Wednesday, March 25, 2009

“She had a deep, throaty, genuine laugh, like that sound a dog makes just before it throws up.”

I haven't been posting much lately.
I have no time and nothing but textbook subjects to write about....
Even this post counts as a school inspired post because while searching the internet for a classic humorous essay (and not succeeding I might add) I came across this little piece of laughter.


The following is a list of analogies used in essays collected over the years by high school English teachers through out America....

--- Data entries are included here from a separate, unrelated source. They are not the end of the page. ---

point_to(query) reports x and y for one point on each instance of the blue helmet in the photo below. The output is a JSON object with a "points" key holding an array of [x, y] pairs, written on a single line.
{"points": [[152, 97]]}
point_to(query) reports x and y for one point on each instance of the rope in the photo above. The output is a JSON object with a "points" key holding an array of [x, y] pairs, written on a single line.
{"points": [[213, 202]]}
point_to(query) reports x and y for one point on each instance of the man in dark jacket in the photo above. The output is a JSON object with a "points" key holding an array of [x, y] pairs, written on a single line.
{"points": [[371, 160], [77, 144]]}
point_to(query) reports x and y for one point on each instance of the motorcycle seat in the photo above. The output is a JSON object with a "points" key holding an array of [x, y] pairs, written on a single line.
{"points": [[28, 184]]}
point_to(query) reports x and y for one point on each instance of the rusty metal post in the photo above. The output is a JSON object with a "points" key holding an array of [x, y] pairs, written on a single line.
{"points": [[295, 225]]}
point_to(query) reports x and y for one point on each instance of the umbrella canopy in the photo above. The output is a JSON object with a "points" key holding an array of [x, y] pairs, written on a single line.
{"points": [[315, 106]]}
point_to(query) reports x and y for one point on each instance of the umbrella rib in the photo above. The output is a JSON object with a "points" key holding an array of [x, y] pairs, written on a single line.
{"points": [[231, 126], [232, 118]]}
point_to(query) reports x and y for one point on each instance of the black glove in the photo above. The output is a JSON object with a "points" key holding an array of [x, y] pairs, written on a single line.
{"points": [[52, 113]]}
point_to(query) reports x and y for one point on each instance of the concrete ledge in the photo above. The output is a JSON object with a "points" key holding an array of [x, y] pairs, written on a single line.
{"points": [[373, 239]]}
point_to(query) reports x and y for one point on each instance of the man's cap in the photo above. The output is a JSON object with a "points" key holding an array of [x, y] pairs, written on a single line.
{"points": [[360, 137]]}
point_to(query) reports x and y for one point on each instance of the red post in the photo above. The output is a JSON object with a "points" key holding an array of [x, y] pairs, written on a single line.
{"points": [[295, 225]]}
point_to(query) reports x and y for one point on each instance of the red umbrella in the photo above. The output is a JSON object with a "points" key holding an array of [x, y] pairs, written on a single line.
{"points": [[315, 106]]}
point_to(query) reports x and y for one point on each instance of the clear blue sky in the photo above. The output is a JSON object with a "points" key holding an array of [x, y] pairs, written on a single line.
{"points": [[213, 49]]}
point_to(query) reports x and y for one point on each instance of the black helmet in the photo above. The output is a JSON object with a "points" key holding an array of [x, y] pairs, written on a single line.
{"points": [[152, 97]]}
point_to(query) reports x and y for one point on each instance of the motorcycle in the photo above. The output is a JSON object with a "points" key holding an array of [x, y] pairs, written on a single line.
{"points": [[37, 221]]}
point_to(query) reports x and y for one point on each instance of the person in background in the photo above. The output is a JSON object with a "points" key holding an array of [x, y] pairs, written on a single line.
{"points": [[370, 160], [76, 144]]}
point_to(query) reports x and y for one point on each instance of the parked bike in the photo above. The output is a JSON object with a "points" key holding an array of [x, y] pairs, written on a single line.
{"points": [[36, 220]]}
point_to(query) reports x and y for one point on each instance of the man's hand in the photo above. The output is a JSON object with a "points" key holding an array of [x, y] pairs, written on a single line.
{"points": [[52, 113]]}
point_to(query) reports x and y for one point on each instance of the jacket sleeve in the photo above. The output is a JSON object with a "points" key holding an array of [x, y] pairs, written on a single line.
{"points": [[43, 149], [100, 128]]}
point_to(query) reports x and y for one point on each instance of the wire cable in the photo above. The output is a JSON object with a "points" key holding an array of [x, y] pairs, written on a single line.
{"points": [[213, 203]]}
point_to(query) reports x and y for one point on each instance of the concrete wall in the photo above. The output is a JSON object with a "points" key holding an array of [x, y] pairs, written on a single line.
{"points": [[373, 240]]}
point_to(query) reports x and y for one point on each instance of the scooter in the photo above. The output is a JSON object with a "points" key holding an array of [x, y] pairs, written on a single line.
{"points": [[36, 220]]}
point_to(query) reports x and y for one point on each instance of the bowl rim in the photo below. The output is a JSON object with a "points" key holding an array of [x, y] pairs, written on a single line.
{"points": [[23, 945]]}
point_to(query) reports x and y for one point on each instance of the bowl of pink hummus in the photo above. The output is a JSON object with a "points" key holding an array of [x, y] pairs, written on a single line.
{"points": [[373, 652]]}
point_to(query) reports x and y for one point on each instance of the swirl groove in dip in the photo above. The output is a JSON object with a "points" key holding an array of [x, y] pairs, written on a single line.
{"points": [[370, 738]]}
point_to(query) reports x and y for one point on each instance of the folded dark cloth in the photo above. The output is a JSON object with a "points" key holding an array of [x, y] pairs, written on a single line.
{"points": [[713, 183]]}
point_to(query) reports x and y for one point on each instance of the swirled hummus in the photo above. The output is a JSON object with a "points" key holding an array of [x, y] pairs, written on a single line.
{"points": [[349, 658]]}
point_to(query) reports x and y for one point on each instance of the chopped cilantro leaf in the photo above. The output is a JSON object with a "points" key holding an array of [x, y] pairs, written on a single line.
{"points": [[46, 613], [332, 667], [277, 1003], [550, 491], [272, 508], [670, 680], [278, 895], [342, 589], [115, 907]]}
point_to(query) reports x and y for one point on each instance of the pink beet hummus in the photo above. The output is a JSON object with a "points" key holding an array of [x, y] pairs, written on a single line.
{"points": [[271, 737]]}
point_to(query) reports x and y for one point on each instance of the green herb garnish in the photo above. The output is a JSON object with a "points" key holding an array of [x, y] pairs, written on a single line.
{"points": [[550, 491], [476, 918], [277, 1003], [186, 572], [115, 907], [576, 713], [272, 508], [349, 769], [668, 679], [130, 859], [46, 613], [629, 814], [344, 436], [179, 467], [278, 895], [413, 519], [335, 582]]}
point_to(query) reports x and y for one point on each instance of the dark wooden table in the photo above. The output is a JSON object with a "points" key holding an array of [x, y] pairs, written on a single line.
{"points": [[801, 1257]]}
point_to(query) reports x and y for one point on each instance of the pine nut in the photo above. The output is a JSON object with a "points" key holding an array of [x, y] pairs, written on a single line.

1. Her face was a perfect oval, like a circle that had its two sides gently compressed by a ThighMaster.
2
. His thoughts tumbled in his head, making and breaking alliances like underpants in a dryer without Cling Free.
3
. He spoke with the wisdom that can only come from experience, like a guy who went blind because he looked at a solar eclipse without one of those boxes with a pinhole in it and now goes around the country speaking at high schools about the dangers of looking at a solar eclipse without one of those boxes with a pinhole in it.
4
. She grew on him like she was a colony of E. Coli, and he was room-temperature Canadian beef.
5
. She had a deep, throaty, genuine laugh, like that sound a dog makes just before it throws up.
6
. Her vocabulary was as bad as, like, whatever.
7
. He was as tall as a six-foot, three-inch tree.
8
. The revelation that his marriage of 30 years had disintegrated because of his wife's infidelity came as a rude shock, like a surcharge at a formerly surcharge-free ATM machine.
9
. The little boat gently drifted across the pond exactly the way a bowling ball wouldn't.
10
. McBride fell 12 stories, hitting the pavement like a Hefty bag filled with vegetable soup.
11
. From the attic came an unearthly howl. The whole scene had an eerie, surreal quality, like when you're on vacation in another city and Jeopardy comes on at 7:00 p.m. instead of 7:30.
12
. Her hair glistened in the rain like a nose hair after a sneeze.
13
. The hailstones leaped from the pavement, just like maggots when you fry them in hot grease.
14
. Long separated by cruel fate, the star-crossed lovers raced across the grassy field toward each other like two freight trains, one having left Cleveland at 6:36 p.m. traveling at 55 mph, the other from Topeka at 4:19 p.m. at a speed of 35 mph.
15
. They lived in a typical suburban neighborhood with picket fences that resembled Nancy Kerrigan's teeth.
16
. John and Mary had never met. They were like two hummingbirds who had also never met.
17
. He fell for her like his heart was a mob informant, and she was the East River.
18
. Even in his last years, Granddad had a mind like a steel trap, only one that had been left out so long it had rusted shut.
19
. Shots rang out, as shots are wont to do.
20
. The plan was simple, like my brother-in-law Phil. But unlike Phil, this plan just might work.
21
. The young fighter had a hungry look, the kind you get from not eating for a while.
22
. He was as lame as a duck. Not the metaphorical lame duck, either, but a real duck that was actually lame, maybe from stepping on a land mine or something.
23
. The ballerina rose gracefully en Pointe and extended one slender leg behind her, like a dog at a fire hydrant.
24
. It was an American tradition, like fathers chasing kids around with power tools.
25
. He was deeply in love. When she spoke, he thought he heard bells, as if she were a garbage truck backing up.